INHIBITORS OF MEMBRANE FUNCTION
Biological cytoplasmic membranes are basically composed of lipids, proteins and lipoproteins. The cytoplasmic membrane acts as a selective barrier which allows the transport of materials between inside the cell and the environment.
A number of antibacterial agents work by targeting the bacterial cell membrane. They basically are involved in the disorganization of the membrane. Polymyxins and Lipopeptides are the main anti- cell membrane agents.

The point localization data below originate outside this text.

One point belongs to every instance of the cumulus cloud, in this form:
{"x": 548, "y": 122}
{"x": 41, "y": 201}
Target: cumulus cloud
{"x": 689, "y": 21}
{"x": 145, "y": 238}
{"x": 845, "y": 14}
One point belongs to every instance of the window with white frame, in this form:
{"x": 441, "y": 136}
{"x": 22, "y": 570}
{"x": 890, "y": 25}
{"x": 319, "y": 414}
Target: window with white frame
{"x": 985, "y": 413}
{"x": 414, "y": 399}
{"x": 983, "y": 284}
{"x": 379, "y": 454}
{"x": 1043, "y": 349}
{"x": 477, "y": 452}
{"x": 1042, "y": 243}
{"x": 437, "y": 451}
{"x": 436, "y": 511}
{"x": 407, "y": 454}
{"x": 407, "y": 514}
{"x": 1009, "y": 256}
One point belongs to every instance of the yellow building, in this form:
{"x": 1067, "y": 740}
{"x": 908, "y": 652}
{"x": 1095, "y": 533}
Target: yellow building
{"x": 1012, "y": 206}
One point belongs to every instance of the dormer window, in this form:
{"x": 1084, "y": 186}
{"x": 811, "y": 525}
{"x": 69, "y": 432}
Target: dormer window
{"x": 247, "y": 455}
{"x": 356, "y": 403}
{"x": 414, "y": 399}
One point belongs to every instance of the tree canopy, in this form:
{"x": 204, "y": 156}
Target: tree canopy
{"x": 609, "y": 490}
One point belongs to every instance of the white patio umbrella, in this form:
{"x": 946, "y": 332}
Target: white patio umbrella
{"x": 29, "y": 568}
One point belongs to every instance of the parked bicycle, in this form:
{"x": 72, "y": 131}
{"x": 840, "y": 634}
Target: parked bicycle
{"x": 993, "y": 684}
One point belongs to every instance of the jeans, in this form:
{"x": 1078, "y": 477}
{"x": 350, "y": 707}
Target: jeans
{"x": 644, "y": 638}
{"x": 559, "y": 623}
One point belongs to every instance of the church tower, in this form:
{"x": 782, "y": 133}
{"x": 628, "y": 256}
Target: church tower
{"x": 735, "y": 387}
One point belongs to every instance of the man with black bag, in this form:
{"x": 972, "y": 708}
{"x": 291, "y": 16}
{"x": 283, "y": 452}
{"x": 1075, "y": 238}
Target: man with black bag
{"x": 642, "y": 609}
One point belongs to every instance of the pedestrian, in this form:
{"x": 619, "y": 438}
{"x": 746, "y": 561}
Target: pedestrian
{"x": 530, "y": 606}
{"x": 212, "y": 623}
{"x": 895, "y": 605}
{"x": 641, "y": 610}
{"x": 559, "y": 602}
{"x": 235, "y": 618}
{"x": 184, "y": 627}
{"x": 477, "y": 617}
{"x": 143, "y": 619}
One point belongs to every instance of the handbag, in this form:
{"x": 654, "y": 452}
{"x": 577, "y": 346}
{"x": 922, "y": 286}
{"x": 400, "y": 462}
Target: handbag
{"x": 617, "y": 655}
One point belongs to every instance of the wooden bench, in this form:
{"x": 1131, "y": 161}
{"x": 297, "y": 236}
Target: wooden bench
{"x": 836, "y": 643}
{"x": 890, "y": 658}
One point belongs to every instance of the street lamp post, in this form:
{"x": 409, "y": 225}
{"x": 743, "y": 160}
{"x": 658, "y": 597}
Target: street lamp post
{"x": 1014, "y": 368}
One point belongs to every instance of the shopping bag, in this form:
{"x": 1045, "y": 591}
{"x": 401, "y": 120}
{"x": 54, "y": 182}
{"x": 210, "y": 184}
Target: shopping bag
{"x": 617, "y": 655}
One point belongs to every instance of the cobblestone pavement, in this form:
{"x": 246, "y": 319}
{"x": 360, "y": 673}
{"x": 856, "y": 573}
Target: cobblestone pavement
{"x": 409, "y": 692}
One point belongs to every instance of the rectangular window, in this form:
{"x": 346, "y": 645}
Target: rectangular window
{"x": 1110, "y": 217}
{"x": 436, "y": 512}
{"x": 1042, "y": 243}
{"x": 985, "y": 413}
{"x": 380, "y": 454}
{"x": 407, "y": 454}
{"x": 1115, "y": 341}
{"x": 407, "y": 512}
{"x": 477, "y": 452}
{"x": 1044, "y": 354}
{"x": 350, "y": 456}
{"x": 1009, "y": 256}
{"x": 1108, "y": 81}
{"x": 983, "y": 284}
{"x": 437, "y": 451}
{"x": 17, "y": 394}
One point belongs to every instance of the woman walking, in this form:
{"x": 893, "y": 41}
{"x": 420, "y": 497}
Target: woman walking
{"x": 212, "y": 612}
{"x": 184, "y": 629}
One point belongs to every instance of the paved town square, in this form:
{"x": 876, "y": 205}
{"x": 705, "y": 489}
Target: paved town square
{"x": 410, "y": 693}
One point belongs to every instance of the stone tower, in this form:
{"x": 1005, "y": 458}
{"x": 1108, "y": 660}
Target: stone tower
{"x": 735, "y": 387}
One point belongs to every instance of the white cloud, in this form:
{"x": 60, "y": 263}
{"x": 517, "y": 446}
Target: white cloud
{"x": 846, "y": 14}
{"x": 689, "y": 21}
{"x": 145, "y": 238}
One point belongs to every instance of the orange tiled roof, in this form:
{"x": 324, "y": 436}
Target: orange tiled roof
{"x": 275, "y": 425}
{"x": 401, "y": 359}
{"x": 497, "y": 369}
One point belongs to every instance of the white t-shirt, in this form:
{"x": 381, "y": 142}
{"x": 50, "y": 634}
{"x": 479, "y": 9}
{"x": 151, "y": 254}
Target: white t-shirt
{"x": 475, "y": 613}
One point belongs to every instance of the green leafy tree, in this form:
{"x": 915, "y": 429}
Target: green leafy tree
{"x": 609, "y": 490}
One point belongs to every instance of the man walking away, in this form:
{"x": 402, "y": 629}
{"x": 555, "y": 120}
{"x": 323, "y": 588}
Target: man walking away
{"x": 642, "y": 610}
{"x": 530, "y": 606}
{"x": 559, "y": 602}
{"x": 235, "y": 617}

NUCLEIC ACID SYNTHESIS INHIBITORS
These drugs inhibit nucleic acid synthesis function by either of the following:

  1. Interfere with RNA of bacterial cell
    Antibacterial drugs of this mechanism are selective against bacterial pathogenic cells.
    For example: The drug rifampin, belonging to the drug class rifamycin blocks the bacterial RNA polymerase activity. It is also active against Mycobacterium tuberculosis and thus id used in the treatment of tuberculosis infection. It also shows side effects.
  2. Interfere with DNA of bacterial cell
    There are some antibacterial agents that interfere with the activity of DNA gyrase.
    The drug class fluoroquinolones show this mechanism. They are borad spectrum antibacterial agents. Some examples of drugs in fluoroquinolone family are Ciprofloxacin, Ofloxacin, Moxifloxacin, etc

INHIBITORS OF METABOLIC PATHWAYS
There are some antibacterial drugs which act as ANTIMETABOLITES and inhibits the metabolic pathways of bacteria.
• The sulfonamides block the production of dihydrofolic acid.
This blocks the production of purines and pyrimidines required for nucleic acid synthesis by blocking the biosynthesis of folic acid. Their mechanism of action is bacteriostatic and they are broad spectrum antibacterial agents. Though humans also obtain folic acid but these drugs are selective against bacteria.
Sulfones are also structurally and functionally similar to sulfonamides.
• Trimethoprim is used in the same folic acid synthesis pathway but at a different phase, in the production of tetrahydrofolic acid.
• There is another drug, Isoniazid which is an antimetabolite only selective against mycobacteria. It can also be used to treat tuberculosis when used in combination with rifampin and streptomycin.

INHIBITORS OF ATP SYNTHASE
There is a class of drug compounds called as Diarylquinolones that are specifically active against mycobacterial growth. They block the oxidative phosphorylation process and finally leading to reduced ATP production which either kill or inhibit the growth of mycobacterial species.